1Department of Radiology, Charité, Medical School, Freie Universität und Humboldt-Universität zu Berlin, Charitéplatz 1, 10117 Berlin, Germany; 2Department of Cardiology, Charité, Medical School, Freie Universität und Humboldt-Universität zu Berlin, Charitéplatz 1, 10117 Berlin, Germany; 3Department of Cardiac Surgery, German Heart Institute Berlin, Germany

*Corresponding author. Tel: +49 30 4505 27296; fax: +49 30 4505 27911. E-mail address: marc.dewey@charite.de.

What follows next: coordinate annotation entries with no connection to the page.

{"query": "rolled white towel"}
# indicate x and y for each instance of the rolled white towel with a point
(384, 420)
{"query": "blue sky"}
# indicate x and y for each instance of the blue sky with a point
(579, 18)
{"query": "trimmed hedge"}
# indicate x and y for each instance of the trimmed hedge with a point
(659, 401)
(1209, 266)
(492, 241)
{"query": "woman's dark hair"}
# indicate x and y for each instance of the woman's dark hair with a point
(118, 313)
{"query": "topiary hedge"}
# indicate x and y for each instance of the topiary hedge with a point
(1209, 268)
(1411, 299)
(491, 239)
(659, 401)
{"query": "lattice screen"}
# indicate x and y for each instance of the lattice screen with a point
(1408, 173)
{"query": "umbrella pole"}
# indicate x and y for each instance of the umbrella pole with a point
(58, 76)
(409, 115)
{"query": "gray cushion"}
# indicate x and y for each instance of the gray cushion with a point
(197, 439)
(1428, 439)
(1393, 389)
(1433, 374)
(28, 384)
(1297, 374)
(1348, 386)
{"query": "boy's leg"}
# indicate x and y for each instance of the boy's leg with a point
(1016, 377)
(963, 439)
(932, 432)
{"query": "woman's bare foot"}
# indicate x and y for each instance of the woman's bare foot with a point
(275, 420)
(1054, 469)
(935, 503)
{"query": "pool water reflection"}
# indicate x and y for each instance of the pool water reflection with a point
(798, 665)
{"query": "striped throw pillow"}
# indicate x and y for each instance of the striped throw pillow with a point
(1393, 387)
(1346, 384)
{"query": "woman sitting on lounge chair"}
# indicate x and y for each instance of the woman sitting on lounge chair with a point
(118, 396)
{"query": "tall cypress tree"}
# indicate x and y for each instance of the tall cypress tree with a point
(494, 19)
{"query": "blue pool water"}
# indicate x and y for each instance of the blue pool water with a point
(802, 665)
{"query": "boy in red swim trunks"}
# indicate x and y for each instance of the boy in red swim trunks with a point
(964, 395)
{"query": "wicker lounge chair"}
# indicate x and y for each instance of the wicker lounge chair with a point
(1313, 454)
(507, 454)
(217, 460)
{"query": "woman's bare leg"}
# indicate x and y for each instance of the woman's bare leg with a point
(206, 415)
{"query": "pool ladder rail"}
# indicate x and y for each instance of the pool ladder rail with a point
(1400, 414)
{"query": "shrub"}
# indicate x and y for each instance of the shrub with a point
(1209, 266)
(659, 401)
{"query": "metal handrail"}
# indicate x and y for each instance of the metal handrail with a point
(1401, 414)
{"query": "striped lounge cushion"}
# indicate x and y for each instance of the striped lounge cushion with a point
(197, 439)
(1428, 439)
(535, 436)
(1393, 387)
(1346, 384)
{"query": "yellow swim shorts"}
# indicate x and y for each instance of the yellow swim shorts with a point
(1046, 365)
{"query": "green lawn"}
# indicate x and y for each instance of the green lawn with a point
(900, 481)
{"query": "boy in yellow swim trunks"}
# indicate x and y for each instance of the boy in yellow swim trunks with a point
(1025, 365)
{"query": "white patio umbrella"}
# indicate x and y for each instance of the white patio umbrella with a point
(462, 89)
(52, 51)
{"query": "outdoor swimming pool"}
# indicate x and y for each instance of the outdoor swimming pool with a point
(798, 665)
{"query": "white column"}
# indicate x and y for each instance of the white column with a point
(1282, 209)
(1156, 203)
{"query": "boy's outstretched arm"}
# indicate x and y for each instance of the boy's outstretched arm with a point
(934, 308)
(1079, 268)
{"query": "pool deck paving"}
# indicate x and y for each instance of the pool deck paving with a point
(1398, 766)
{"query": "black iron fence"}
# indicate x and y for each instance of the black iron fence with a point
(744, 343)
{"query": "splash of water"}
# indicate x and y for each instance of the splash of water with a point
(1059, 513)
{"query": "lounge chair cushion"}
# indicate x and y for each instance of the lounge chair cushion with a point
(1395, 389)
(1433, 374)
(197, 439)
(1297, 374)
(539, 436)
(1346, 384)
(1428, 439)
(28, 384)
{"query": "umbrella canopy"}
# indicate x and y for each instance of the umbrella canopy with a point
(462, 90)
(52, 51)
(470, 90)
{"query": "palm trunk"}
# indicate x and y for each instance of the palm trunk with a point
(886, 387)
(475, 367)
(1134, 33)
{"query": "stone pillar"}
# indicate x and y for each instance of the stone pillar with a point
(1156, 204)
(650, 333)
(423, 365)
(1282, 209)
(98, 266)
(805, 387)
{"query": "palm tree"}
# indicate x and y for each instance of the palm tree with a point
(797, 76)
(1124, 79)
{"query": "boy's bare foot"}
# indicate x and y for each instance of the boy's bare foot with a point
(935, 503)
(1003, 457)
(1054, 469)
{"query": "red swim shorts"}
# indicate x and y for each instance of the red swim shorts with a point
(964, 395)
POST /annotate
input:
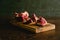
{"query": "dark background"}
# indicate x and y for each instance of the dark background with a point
(46, 8)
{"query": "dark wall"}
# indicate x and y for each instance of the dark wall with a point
(46, 8)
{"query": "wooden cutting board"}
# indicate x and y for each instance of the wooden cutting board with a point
(34, 28)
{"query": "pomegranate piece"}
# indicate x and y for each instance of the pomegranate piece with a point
(34, 18)
(42, 21)
(28, 21)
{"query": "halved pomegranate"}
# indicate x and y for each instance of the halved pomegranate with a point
(34, 18)
(42, 21)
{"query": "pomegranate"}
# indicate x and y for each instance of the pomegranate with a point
(34, 18)
(42, 21)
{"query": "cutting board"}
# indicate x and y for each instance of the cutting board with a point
(34, 28)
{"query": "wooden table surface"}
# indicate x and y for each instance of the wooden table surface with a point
(10, 32)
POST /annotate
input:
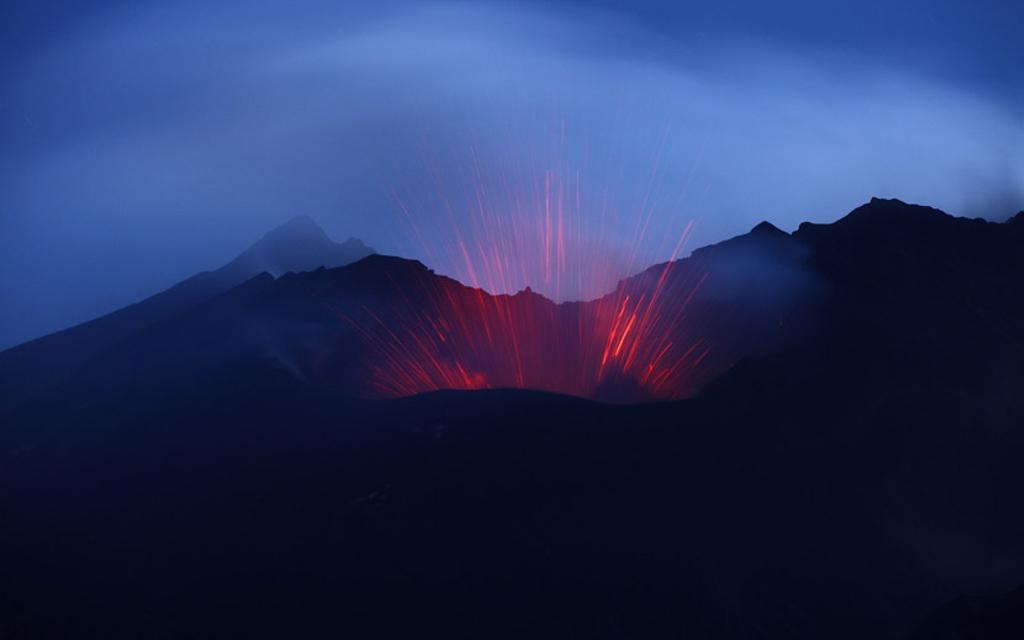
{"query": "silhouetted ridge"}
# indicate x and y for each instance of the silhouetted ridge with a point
(767, 228)
(299, 245)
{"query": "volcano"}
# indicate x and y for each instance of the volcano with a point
(845, 458)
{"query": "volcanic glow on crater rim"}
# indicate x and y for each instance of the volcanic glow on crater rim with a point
(632, 343)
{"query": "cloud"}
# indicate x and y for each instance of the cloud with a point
(190, 130)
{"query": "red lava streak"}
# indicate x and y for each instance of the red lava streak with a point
(552, 233)
(433, 333)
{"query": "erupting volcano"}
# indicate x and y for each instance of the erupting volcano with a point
(433, 334)
(637, 341)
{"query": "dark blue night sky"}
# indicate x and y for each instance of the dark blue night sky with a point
(143, 142)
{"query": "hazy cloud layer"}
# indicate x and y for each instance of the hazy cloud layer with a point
(152, 143)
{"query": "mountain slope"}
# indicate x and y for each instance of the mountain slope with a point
(296, 246)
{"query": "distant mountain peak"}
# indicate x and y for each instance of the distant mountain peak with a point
(300, 228)
(298, 245)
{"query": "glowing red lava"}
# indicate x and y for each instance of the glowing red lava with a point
(633, 343)
(431, 333)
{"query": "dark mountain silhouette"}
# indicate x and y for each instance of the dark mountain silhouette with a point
(998, 616)
(298, 245)
(851, 466)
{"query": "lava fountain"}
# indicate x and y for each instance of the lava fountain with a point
(632, 340)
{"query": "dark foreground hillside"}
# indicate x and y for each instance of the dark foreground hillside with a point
(845, 484)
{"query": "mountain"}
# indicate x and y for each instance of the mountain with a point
(848, 468)
(296, 246)
(998, 616)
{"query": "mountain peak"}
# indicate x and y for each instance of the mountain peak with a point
(767, 228)
(300, 228)
(298, 245)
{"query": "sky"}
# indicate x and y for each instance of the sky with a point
(141, 142)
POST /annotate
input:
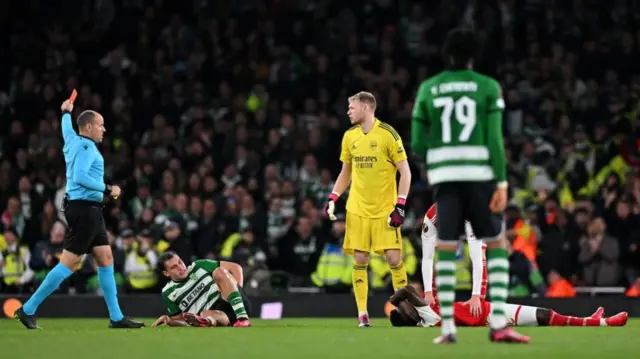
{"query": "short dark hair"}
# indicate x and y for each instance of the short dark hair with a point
(397, 320)
(85, 118)
(459, 48)
(164, 258)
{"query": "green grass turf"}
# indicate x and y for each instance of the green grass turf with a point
(301, 339)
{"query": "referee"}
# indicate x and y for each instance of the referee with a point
(83, 210)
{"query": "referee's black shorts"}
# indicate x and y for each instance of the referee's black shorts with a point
(457, 202)
(86, 227)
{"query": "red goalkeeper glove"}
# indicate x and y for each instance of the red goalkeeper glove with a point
(396, 218)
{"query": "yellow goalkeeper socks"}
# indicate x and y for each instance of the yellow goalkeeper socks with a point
(398, 275)
(360, 280)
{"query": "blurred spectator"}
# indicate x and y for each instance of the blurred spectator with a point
(559, 287)
(140, 267)
(599, 254)
(17, 275)
(525, 277)
(300, 250)
(333, 272)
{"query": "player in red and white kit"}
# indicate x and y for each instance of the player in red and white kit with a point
(423, 310)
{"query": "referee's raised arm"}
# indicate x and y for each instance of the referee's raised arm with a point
(83, 210)
(85, 165)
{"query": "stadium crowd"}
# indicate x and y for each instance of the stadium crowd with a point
(224, 121)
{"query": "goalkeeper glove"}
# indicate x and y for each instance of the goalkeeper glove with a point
(396, 218)
(330, 206)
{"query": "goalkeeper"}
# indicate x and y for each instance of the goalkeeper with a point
(207, 293)
(372, 153)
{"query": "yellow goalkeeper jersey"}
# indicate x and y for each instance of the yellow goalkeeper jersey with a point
(373, 157)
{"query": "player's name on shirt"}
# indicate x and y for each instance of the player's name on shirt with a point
(364, 161)
(195, 294)
(449, 87)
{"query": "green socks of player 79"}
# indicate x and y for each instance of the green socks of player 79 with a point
(235, 299)
(446, 285)
(498, 270)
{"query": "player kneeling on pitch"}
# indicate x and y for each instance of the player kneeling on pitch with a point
(208, 293)
(412, 310)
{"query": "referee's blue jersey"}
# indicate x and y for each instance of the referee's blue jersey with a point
(85, 165)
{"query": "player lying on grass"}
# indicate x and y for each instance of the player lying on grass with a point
(208, 293)
(475, 312)
(412, 310)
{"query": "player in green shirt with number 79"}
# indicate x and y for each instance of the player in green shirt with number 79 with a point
(457, 129)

A 62-year-old man with typical angina pectoris was referred for imaging of the coronary arteries to detect stenoses. Multislice computed tomography (CT) demonstrated significant coronary three-vessel disease. CT also depicted an anterior interventricular cardiac vein that did not follow the normal course of this vein parallel to the left circumflex coronary artery (LCX), but ran between the aorta and the left atrium parallel to the left main (LM) coronary artery and became a tributary of the superior vena cava (SVC) (upper arrow in Panel A, coronary arteries are bright and veins are red). There was a second great cardiac vein with a normal opening into the coronary sinus (lower arrow in Panel A). On a view from above the orifice of the abnormal coronary vein into the SVC could be well seen (arrow in Panel B, left and right atrium, LA, and RA). Because of the stenoses in the LM coronary artery, left anterior descending (LAD), and LCX (asterisks in Panels A and B), the patient subsequently underwent conventional coronary angiography that confirmed the coronary stenoses and the existence of two great cardiac veins (arrows in Panel C). This hitherto unknown coronary venous anomaly was confirmed during subsequent surgery necessary for coronary artery bypass grafting (view from above in Panel D). Anomalies of the coronary veins and their non-invasive visualization are increasingly important because they can serve as conduits for bypass surgery and for left ventricular epicardial lead placement to achieve biventricular pacing.